Mike, who was in the Household Cavalry and Royal Armoured Corps, said suicide, isolation and loneliness was on the increase among those who leave the forces.

He explained: “Squaddies learn not to be emotional. Someone once gave me an analogy of it: soldiers are like Lego people – they are taken apart and then glued back together to make super Lego people equipped to deal with harsh conditions.

“But it’s pulling them apart which can be difficult. Their resilience is high, like being able to patrol for 11 days. But, after (leaving the services) they don’t know how to relax and start worrying  – often about the small things.”

Mike has recently revealed he tried to end his life after returning from a tour in Bosnia in 1998.

“Just in that second it could’ve been over,” he said. “And since I have spoken out, people have come forward. I was on radio the other day talking about it and a lieutenant colonel phoned in saying he had also felt suicidal.”

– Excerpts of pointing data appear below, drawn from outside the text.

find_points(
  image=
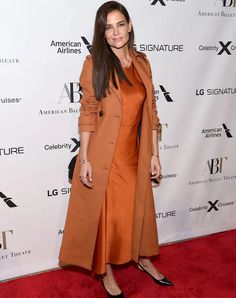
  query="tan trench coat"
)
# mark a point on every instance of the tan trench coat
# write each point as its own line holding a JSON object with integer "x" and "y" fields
{"x": 104, "y": 119}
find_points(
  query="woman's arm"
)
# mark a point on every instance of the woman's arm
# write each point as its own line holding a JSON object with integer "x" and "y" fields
{"x": 85, "y": 165}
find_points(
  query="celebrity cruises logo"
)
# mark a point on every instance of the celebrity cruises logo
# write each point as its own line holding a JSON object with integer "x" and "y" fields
{"x": 7, "y": 200}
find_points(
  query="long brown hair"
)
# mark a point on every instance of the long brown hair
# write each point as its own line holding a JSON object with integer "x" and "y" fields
{"x": 105, "y": 62}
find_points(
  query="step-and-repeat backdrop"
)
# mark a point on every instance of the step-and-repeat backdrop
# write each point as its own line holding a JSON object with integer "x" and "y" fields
{"x": 192, "y": 48}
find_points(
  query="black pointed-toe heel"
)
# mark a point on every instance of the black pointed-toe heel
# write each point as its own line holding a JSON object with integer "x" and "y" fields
{"x": 121, "y": 295}
{"x": 162, "y": 282}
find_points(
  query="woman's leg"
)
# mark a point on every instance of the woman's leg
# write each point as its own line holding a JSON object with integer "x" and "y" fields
{"x": 109, "y": 281}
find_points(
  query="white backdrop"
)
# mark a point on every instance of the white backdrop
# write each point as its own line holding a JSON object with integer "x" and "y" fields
{"x": 192, "y": 48}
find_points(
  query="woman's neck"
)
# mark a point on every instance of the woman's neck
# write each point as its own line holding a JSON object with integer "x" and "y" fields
{"x": 123, "y": 55}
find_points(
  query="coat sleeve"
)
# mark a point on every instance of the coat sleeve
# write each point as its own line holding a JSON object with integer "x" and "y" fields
{"x": 89, "y": 104}
{"x": 155, "y": 118}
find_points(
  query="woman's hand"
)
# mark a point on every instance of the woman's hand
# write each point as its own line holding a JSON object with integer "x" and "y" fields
{"x": 155, "y": 169}
{"x": 86, "y": 174}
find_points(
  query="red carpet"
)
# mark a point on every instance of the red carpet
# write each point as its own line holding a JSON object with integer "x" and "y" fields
{"x": 204, "y": 267}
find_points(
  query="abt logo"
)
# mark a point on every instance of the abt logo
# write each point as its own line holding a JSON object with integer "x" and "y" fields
{"x": 227, "y": 131}
{"x": 7, "y": 200}
{"x": 165, "y": 93}
{"x": 226, "y": 3}
{"x": 215, "y": 165}
{"x": 154, "y": 2}
{"x": 4, "y": 239}
{"x": 71, "y": 92}
{"x": 162, "y": 127}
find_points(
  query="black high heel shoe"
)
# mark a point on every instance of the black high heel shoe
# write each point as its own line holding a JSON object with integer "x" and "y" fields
{"x": 121, "y": 295}
{"x": 162, "y": 282}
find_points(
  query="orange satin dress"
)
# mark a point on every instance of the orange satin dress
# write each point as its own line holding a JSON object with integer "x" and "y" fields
{"x": 114, "y": 238}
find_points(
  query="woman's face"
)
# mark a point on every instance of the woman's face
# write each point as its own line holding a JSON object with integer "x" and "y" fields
{"x": 117, "y": 30}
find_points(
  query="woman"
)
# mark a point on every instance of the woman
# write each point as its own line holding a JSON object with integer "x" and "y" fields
{"x": 111, "y": 215}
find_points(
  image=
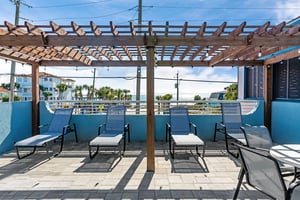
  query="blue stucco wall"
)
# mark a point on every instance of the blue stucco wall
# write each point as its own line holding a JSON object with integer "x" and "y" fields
{"x": 15, "y": 123}
{"x": 285, "y": 122}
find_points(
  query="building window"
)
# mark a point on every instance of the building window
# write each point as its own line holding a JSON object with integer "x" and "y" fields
{"x": 286, "y": 79}
{"x": 254, "y": 82}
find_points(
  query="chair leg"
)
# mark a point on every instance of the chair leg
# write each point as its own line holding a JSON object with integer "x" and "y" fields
{"x": 92, "y": 155}
{"x": 75, "y": 133}
{"x": 241, "y": 177}
{"x": 215, "y": 133}
{"x": 124, "y": 145}
{"x": 26, "y": 155}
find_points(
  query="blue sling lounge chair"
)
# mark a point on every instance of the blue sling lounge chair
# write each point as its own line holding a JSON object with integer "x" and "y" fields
{"x": 57, "y": 129}
{"x": 179, "y": 131}
{"x": 112, "y": 132}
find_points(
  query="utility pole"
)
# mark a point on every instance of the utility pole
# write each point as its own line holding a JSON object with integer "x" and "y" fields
{"x": 13, "y": 63}
{"x": 177, "y": 86}
{"x": 138, "y": 70}
{"x": 93, "y": 89}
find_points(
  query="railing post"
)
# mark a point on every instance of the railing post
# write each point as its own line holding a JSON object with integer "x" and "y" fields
{"x": 35, "y": 99}
{"x": 150, "y": 109}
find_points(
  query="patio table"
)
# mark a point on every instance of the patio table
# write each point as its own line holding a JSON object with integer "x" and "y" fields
{"x": 287, "y": 153}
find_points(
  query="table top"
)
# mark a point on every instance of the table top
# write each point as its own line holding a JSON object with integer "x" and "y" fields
{"x": 287, "y": 153}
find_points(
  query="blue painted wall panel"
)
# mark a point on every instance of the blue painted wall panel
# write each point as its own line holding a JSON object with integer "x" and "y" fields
{"x": 285, "y": 122}
{"x": 15, "y": 123}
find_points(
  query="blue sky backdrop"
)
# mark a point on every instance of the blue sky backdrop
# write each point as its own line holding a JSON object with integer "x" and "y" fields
{"x": 176, "y": 12}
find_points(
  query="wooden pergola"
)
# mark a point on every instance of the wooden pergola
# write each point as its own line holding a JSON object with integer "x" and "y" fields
{"x": 147, "y": 46}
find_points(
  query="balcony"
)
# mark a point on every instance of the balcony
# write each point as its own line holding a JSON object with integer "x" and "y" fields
{"x": 73, "y": 175}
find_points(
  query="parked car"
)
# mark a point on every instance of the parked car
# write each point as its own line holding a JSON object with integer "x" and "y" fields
{"x": 214, "y": 97}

Mike urged people who are feeling depressed to seek help and said there were organisations which could provide support such as Help for Heroes, the Ministry of Defence and, of course, The Bridge for Heroes.

He said: “It takes a person on average seven times to walk through the door to see us. But so far, we have has a 100 per cent success rate.”

The contact centre in Clough Lane is open to the public from 10am to 4pm, Tuesdays to Saturdays, and service personnel and families from all British Armed Services can pop-in for a free tea or coffee.